The neighbourhood around me is quiet… but not silent. A few doors down, there’s a barbecue going on – a group talking in low voices, the sizzle of meat on a grill, a charred scent in the air. On the far side of the towers, on Santa Ana, a car drives past. Moving slow, negotiating the cracked road. Its lights illuminate a group of kids, out way past their bedtimes, chasing each other in some game. On the corner of the triangular park the towers stand in, two women talk over the glowing light of a cigarette, laughing at some unheard joke. In the distance, a dog barks – and underneath the sound, very faint, the soft hum of Los Angeles traffic. Nothing like it was before the quake – but still there, all the same.
Yeah. Definitely an obvious lesson.
Which doesn’t stop it being true.
I put my phone back in my pocket. Then I lift my tired body up off the porch, and step inside, closing the door behind me.
Seven days earlier. Olympic National Park, Washington.
A pickup truck pulls into an empty parking lot on the shore of Lake Cushman, not too far from the Vance Campground.
The truck is a big Ford F150, double-cab, with huge tyres for negotiating uneven roads. It comes to a stop, the driver parking it neatly between the lines. In the silence that follows, the trees crowding the lake seem to bend a little closer.
The Director is in her mid-twenties, with a willowy figure and an oval face dotted with acne scars. Her blonde hair is tied back in a neat ponytail. She wears a polo-neck sweater under a North Face vest, with hiking pants and thick, chunky boots.
“Listen, you go ahead,” says the man in the passenger seat. He’s a little older than she is, with thick black hair going very slightly grey at the temples. “I’ll watch the little monster.”
The girl in the backseat giggles. “I’m not a monster.”
That earns a smile from the Director – but suddenly, a worry line crinkles her forehead. “Olivia, you’re sure about this?” she says.
The girl blinks at her from behind owlish glasses. She’s a plump five-year-old, slightly stubby fingers clutching an iPad. Her feet, clad in comfy child-size Crocs, dangle off the big backseat.

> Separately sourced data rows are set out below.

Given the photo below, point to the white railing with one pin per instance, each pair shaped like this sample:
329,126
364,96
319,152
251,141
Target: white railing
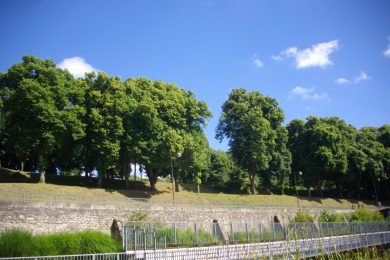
301,248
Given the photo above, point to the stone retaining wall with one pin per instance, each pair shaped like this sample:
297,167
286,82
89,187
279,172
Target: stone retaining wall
53,217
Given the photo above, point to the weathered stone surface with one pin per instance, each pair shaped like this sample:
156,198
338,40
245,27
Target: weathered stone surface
53,217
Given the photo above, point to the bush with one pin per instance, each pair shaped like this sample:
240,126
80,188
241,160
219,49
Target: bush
366,215
358,215
303,217
14,243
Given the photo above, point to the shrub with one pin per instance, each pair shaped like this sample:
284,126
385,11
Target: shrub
366,215
303,217
16,242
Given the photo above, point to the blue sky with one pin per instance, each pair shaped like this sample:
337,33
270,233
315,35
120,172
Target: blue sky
322,58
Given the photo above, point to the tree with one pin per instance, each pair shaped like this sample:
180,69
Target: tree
249,120
163,124
104,105
280,164
320,149
38,111
221,167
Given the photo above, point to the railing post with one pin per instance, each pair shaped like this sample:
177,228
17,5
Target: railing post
145,241
135,239
155,241
174,233
247,232
273,231
196,234
231,233
262,232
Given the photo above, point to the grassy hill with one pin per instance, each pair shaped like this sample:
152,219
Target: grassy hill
22,185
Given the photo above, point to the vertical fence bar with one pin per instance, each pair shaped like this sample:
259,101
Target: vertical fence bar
273,231
231,233
247,232
196,234
262,232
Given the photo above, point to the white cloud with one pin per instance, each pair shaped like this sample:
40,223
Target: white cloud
387,51
308,93
342,81
362,77
316,56
257,62
76,66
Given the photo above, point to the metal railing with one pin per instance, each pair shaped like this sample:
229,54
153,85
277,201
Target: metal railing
108,256
186,234
296,249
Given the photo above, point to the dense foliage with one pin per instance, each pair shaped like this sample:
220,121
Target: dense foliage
99,125
355,216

“Positive,” she says. She spins the iPad to face the Director, fingers dancing effortlessly to bring up a satellite map. “Here. Just take the trail in for… hmmm… for three miles. It’ll work, I swear.”
The Director pats her knee. “Thanks, sweetie. I’ll see you in a little bit, OK? Ajay’s got some snacks if you want.”
“Are they Pringles?”
The man named Ajay rolls his eyes. “Olivia. You know we don’t eat those.”
“Why?”
Ajay gets a kiss on the cheek from the Director. She hops out the car, grabbing her daypack from the cargo well. It’s a bright, cold day, overcast but not dull. There isn’t another soul around.
The Director hefts her pack, heading for the far side of the parking lot, the painted white blaze marking the start of the trail. The trees close in on her, swallowing her from view.
Olivia has almost never been wrong before. She could look at two other kids playing baseball, study them for a moment, and tell you that the pitch after next would break a window – and which one it would be. You’d put her in front of an office building, tell her about the companies that occupied it, and she’d say whether the next person who came out the front doors would be a man or a woman. And the one after that. And the one after that.